Preferences in Maryland Higher Education: Racial and Ethnic Preferences in Undergraduate Admissions at Maryland Four-Year Public Colleges and Universities
- Published on Saturday, 22 April 2000 21:06
- Written by CEO Staff
By Robert Lerner, Ph.D. and
Althea K. Nagai, Ph.D.
- At Maryland four-year public colleges and universities, white in-state enrollees on average have substantially higher SAT scores compared to black in-state enrollees. There are large gaps in median verbal SAT scores at St. Mary’s College, Salisbury, Bowie, Frostburg, and College Park, moderate gaps at Towson and Eastern Shore, and basically no gap at Baltimore County. At most schools (St. Mary’s, College Park, Bowie, Salisbury, Frostburg, and Eastern Shore), the math SAT gap between whites and blacks is large. There is a moderate gap at Towson and Baltimore County.
- There is less of a systematic pattern regarding white-Hispanic and white-Asian test score differences, although the former gaps are greater and more common than the latter. At College Park and Bowie, for example, white scores on verbal and math SATs are much higher than Hispanic scores. (At Towson, on the other hand, Hispanic scores are slightly higher on both tests.) White scores on verbal SATs are generally higher than Asian scores, while white-Asian math score gaps show no pattern. (At Salisbury, Asians score higher on both SATs.)
- Especially at the large institutions, the greater gaps between groups are mirrored in lower graduation rates for minorities. This is especially the case for College Park. In contrast, where gaps in test scores are smaller (e.g., Baltimore County and Towson), proportionately more blacks graduate.
- Without racial preferences, all Maryland schools would still have many minority enrollees. Minorities, particularly blacks, would not be locked out of admission to the four-year institutions. This is particularly the case for the top quartile black enrollees at most schools.

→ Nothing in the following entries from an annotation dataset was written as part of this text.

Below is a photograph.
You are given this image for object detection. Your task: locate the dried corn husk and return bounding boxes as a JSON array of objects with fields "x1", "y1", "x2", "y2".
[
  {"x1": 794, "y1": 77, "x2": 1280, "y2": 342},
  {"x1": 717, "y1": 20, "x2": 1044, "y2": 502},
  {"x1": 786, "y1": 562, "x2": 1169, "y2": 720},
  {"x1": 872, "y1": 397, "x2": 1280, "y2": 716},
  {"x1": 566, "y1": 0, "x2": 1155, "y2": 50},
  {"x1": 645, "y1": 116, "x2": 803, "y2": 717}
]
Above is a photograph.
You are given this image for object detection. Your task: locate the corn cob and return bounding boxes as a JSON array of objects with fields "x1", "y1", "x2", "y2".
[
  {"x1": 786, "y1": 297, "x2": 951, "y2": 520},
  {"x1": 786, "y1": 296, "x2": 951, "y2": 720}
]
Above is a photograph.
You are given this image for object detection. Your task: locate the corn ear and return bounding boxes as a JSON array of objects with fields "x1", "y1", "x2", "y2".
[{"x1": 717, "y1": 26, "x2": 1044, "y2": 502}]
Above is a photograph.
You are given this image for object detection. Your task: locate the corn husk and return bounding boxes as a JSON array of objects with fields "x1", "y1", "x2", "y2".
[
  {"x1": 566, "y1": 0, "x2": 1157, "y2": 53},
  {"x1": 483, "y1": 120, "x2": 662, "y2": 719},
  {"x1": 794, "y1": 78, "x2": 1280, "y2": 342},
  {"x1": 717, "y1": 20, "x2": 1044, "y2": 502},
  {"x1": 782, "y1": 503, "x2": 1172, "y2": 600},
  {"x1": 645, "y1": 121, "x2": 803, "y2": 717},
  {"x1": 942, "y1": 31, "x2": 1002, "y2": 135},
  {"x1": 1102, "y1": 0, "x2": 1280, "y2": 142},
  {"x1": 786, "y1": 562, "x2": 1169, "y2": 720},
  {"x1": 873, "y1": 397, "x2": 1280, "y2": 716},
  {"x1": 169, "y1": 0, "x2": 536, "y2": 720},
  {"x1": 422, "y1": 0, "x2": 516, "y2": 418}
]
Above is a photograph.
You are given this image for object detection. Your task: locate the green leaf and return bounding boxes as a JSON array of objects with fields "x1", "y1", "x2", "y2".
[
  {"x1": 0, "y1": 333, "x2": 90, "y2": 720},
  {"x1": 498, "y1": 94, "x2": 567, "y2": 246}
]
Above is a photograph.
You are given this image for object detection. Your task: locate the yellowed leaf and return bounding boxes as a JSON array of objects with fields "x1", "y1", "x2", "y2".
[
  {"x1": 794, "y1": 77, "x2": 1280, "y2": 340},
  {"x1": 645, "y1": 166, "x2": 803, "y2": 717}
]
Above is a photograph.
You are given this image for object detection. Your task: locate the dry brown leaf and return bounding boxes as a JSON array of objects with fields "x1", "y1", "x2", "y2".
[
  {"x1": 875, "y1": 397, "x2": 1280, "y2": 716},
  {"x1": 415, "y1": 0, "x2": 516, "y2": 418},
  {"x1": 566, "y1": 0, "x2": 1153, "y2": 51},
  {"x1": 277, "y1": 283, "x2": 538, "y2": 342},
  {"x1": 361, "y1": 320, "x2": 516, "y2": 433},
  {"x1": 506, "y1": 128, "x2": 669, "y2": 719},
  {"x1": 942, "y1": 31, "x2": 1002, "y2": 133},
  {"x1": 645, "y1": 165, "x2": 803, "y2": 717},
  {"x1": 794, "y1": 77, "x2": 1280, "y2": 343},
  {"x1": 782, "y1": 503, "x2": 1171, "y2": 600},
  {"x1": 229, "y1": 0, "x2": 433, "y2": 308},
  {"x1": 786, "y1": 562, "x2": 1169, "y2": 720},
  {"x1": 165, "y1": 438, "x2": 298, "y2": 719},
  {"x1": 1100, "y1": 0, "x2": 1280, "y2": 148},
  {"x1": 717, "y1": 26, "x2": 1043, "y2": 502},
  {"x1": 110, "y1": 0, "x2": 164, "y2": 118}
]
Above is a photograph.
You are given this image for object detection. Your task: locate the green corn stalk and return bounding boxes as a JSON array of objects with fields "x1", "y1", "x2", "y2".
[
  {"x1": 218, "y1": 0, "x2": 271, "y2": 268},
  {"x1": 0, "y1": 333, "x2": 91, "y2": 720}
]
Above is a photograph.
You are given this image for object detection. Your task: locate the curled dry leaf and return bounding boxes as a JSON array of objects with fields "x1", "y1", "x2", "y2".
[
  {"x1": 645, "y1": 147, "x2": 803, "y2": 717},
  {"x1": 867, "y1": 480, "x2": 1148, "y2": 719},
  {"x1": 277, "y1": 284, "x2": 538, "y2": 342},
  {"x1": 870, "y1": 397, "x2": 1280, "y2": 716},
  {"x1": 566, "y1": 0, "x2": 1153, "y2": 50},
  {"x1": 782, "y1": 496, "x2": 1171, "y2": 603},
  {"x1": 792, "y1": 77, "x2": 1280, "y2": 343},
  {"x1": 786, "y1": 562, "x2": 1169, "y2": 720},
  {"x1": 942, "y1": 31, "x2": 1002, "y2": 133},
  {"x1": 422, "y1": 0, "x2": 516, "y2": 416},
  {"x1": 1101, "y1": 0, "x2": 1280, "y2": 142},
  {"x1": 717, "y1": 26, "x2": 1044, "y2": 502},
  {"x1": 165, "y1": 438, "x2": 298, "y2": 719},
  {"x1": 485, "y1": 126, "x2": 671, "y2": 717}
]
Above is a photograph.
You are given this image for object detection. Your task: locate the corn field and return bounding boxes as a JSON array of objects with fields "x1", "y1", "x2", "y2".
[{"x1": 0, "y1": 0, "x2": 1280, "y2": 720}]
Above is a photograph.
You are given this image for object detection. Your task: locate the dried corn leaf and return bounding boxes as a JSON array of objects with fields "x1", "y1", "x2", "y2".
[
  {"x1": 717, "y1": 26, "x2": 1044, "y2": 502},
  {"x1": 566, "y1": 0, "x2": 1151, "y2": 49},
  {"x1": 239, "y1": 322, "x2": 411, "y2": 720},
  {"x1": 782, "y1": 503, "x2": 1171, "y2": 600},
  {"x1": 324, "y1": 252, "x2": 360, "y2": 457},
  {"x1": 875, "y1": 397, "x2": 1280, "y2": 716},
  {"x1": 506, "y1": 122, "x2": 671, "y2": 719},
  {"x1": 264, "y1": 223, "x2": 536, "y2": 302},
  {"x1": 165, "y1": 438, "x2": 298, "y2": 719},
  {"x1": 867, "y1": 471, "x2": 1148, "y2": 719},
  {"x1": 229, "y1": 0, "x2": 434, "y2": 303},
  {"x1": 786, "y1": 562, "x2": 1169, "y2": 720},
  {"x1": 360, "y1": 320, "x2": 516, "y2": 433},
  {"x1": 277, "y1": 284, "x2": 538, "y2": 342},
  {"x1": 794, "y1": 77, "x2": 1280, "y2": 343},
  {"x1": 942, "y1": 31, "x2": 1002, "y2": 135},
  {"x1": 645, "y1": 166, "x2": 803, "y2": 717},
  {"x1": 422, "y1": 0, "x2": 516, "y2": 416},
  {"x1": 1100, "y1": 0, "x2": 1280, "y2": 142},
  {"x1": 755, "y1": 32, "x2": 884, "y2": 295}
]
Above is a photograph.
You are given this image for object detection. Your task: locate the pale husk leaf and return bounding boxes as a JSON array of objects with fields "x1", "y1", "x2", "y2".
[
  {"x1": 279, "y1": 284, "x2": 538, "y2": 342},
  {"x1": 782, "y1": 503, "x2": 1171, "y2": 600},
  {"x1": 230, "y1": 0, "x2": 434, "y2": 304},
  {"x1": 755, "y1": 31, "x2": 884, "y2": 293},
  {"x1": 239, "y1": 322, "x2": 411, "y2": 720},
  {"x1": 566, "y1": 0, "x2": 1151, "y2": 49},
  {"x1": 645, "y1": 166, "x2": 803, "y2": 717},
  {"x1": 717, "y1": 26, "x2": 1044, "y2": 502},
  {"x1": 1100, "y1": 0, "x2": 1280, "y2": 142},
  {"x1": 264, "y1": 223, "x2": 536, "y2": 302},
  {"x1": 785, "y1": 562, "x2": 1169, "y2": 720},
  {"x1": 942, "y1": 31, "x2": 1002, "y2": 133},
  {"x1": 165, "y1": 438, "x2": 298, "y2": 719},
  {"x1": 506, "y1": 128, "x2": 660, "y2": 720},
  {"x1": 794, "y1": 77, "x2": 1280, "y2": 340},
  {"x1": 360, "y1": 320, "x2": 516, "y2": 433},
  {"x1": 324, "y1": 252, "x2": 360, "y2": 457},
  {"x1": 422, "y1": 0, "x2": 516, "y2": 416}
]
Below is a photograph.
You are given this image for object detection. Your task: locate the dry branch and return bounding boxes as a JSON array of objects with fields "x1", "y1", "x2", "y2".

- Blacks are subject to remediation at a greater rate than members of other racial and ethnic groups, and the disparities in remediation rates are generally related to gaps in enrollee test scores. Remediation does not, however, close the gap with respect to the rate of retention. In general, those with more remedial courses also are proportionately less likely to be at that institution in subsequent years, and have lower rates of graduation in four years. Institutions admitting minorities with substantially lower test scores increase the probability of minority enrollment in remedial courses and lessen the chances the students at the school will graduate in four years. Racial preferences create permanent differences in the relative qualifications of different enrollee racial groups, and those preferences cannot be justified by arguing that gaps in academic performance can be overcome after the students are admitted.